なるほど、確かに駛馬の賢者と呼ばれただけはある。体感60キロで飛行する私へみるみるうちに距離を詰めてくる。70キロか80キロってところだろうか?
しかし、不思議なのは減速したかと思うと急加速を行うのを繰り返すところだ。
飛翔というよりかは跳ねるとでも表現する方が正しいかもしれない。
私は燃焼ガスを前方へ向けて減速を行う。それに気づいたのかエドガーも加速を中断して空気抵抗に任せて減速しながらピッタリと私の3m前方で止まる。
「だ、大丈夫か、アリサ!?」
「へ? 何がですか?」
「何がって……60ルフトは出ていたぞ。てっきり魔力の制御に失敗して暴走したのかと思って駆けつけてきたんだが……」
「60ルフト……えっと、確かこの世界での距離の単位で……」
上からルフト、セロ、パロだったかな。
「あぁ。1時間辺りに進める距離を表す速度にも用いられる」
「なるほど、私の世界のキロメートルと同じです」
であれば、私の体感速度の見立ては概ね正しいと見える。
しかし、下から見て速度が分かった辺り、もしかしたら物体の速度を測る魔術もあるのか。
「随分余裕そうだな。地上ではイゾルデが心配していたぞ。安心させてやれ」
「わかりました」
エドガーに促され、私はまた60キロ前後まで出してイゾルデの元へ急いで戻る。
「あ、アリサさん、大丈夫ですか!?」
「心配ご無用。あの程度の速度、私の世界じゃ日常茶飯事だよ」
「全く、アリサの世界はどれだけ目まぐるしいのやら」
私の後を追ってきたエドガーも地上に降りてきた。
「そうですね。
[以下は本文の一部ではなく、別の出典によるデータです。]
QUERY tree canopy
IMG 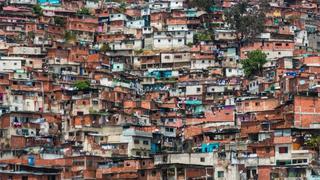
[225,1,265,41]
[54,16,65,26]
[241,50,267,77]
馬車と同じぐらいの鋼鉄の塊が当たり前の様に40キロ……40ルフト出せて、それが生活必需品になっています」
「末恐ろしい世界だなぁ」
「事故を起こしたら馬車の比じゃない惨事になります。だから魔術師認定証の様に特定の機関で座学と実技を繰り返して試験に合格しないと乗れません」
「そういう意味では、魔術師の扱いと似ているのだな」
さて、今度はイゾルデの番なのだが、箒を掴んだまま固まって顔を赤らめている。
「どうしたの、イゾルデ?」
「えっ、あ、あの……やっぱりエドガー様とは言え、恥ずかしいというか……」
なるほど、スカートの中身が見えるかもしれないからか。
イゾルデの場合、風属性の魔術になるから余計に舞い上がってめくれる可能性も高い。
「すまん、俺も気が引ける……というかアリサが気にしなさすぎだ」
そう言って彼は目を背ける。なるほど、女性組を男性組と分けたのはそういう配慮のつもりだった訳か。
「いえ、大丈夫です……」
イゾルデもその配慮に気付ける女性なので、彼に申し訳なさそうに箒へ跨った。
「風よ、背中を押せ……わ、わぁっ!?」
私と違い、乗り物を運転した事など全く無いイゾルデはまるで初めて自転車に乗った子の様に悲鳴をあげながらゆっくりゆっくりと進む。
「大丈夫、大丈夫だよ~。私が支えてあげるからね」
ならば私は、彼女の補助輪となって腕に手を添える。
おっかなびっくりで動く割に安定して魔術を維持しているので、よほどの事が無い限りはひっくり返ったりしないだろう。
その点は自転車と違って良いところだ。自転車はジャイロ効果で姿勢を安定させる都合上むしろ速度が出ないと危険だからね。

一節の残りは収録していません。